Severe toxicity limits intensification of induction therapy for acute lymphoblastic leukemia

Fourteen adult patients with newly-diagnosed acute lymphoblastic, leukemia (ALL), and lymphoblastic lymphoma, were treated with a dose-intense induction regimen. This regimen was designed to increase the fraction of patients achieving an early complete remission, in an attempt to increase the fraction of patients who are long-term disease-free survivors. The induction regimen included vincristine, prednisone, intermediate-dose cytarabine (Ara-C), and idarubicin, all given during the first week of therapy.
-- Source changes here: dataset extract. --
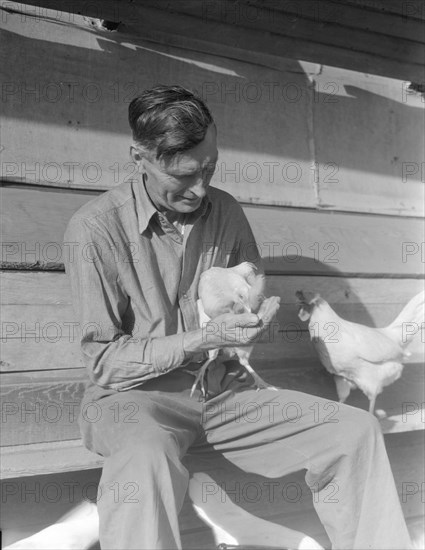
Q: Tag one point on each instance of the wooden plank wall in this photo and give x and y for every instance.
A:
(326, 158)
(333, 137)
(317, 165)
This combination led to significant hepatic, gastrointestinal, infectious, and neurologic toxicity. There was unacceptable treatment-related mortality (29%). After the first eight patients, the study was modified, omitting the Ara-C from the induction phase. Gastrointestinal morbidity was less in the cohort treated without Ara-C; however, infectious morbidity persisted at unacceptable levels and this program was terminated as too toxic to administer. There were nine complete remissions, three early deaths, and two patients with resistant disease. There have been six relapses, three of which occurred in patients who, because of protracted grade III/IV toxicity, were no longer receiving chemotherapy. With a minimum follow-up of 20 months, only three patients are still alive. We conclude that this combination of vincristine, prednisone, Ara-C, and idarubicin, is too toxic to be used as induction therapy for adult patients with ALL and lymphoblastic lymphoma.